Pekerjaan Rumah Tangga yang Tak Ada Ujungnya
Tidak ada jam kerja resmi bagi seorang ibu rumah tangga. Pekerja kantoran bisa menutup laptop ketika jam pulang tiba, namun seorang ibu rumah tangga tetap berjaga bahkan di tengah malam saat anak terbangun atau saat keluarga membutuhkan sesuatu. Aktivitas rutin yang tak pernah berhenti inilah yang membuat banyak ibu merasa energinya terkuras tanpa kesempatan pulih.
Meski terdengar sepele, pekerjaan seperti mencuci piring, menyapu, memasak, atau menemani anak belajar membutuhkan konsentrasi, energi, dan kesabaran. Saat dikerjakan setiap hari tanpa henti, pekerjaan ini bukan lagi sekadar rutinitas, melainkan maraton yang tak ada garis finisnya. Perasaan ini sering kali menjadi pemicu awal munculnya burnout.
Banyak orang mengira seorang ibu rumah tangga memiliki banyak waktu luang. Padahal justru sebaliknya, waktu luang nyaris tidak ada. Waktu istirahat kerap terganggu oleh kebutuhan keluarga. Belum lagi jika ada anak kecil yang menuntut perhatian ekstra. Ibu rumah tangga sering merasa seperti bekerja tanpa upah, tanpa penghargaan, dan tanpa ruang untuk dirinya sendiri. Kombinasi inilah yang membuat risiko burnout semakin besar.
Dimensi Psikologis yang Sering Diabaikan
Burnout bukan hanya soal kelelahan fisik, melainkan juga kelelahan mental dan emosional.
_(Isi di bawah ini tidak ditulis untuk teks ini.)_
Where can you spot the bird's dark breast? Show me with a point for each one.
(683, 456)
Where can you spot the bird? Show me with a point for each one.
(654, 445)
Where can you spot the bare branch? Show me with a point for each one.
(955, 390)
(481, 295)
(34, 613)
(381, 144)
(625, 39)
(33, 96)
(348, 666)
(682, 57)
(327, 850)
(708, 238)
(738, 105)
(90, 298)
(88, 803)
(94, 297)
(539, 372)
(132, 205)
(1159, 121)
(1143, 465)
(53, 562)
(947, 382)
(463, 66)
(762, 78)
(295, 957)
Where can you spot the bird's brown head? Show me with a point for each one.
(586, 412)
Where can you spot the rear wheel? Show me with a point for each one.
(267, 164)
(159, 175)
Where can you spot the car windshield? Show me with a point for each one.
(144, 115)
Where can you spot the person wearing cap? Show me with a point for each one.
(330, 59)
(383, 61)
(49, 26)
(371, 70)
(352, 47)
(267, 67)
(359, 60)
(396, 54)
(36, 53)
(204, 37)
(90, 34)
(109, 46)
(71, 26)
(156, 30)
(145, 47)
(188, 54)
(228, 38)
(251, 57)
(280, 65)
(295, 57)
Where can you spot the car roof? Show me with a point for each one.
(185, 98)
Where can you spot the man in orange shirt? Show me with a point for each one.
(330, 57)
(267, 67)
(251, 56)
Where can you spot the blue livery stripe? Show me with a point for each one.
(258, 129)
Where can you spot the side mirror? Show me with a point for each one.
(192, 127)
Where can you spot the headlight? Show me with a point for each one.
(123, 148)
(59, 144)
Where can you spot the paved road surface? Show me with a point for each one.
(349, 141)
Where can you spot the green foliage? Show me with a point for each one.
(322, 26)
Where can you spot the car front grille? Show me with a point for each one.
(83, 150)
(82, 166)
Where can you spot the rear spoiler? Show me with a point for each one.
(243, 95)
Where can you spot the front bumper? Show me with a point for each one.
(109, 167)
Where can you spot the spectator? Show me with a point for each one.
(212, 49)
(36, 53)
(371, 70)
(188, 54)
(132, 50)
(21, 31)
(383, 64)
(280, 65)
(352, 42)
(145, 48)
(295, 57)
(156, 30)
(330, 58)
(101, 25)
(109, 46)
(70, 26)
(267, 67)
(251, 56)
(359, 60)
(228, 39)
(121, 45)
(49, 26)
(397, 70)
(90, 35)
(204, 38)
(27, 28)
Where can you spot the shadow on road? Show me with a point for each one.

Banyak ibu rumah tangga merasa tidak mendapatkan pengakuan atas kerja keras mereka. Sebagian besar hasil kerja rumah tangga dianggap hal biasa, bahkan kewajiban. Hampir tidak ada yang merayakan keberhasilan ibu dalam menjaga rumah tetap rapi atau memastikan keluarga mendapat makanan sehat setiap hari.
Ketika upaya besar terasa seolah tidak bernilai, timbul perasaan hampa. Dari sinilah muncul perasaan kesepian, tidak berarti, bahkan kehilangan identitas diri. Seorang ibu rumah tangga bisa merasa dirinya hanyalah mesin yang mengurus kebutuhan orang lain, bukan individu dengan mimpi dan keinginan.
Lebih jauh lagi, ada dimensi sosial yang memperburuk kondisi ini. Budaya masyarakat masih sering memandang remeh peran ibu rumah tangga. Banyak yang menganggap perempuan yang tidak bekerja di luar rumah berarti kurang produktif. Tekanan semacam ini membuat ibu rumah tangga sering kali merasa terjebak di persimpangan antara menjalankan tanggung jawab keluarga dan mencari pengakuan sosial. Kondisi ini tentu menjadi pupuk subur bagi burnout untuk tumbuh.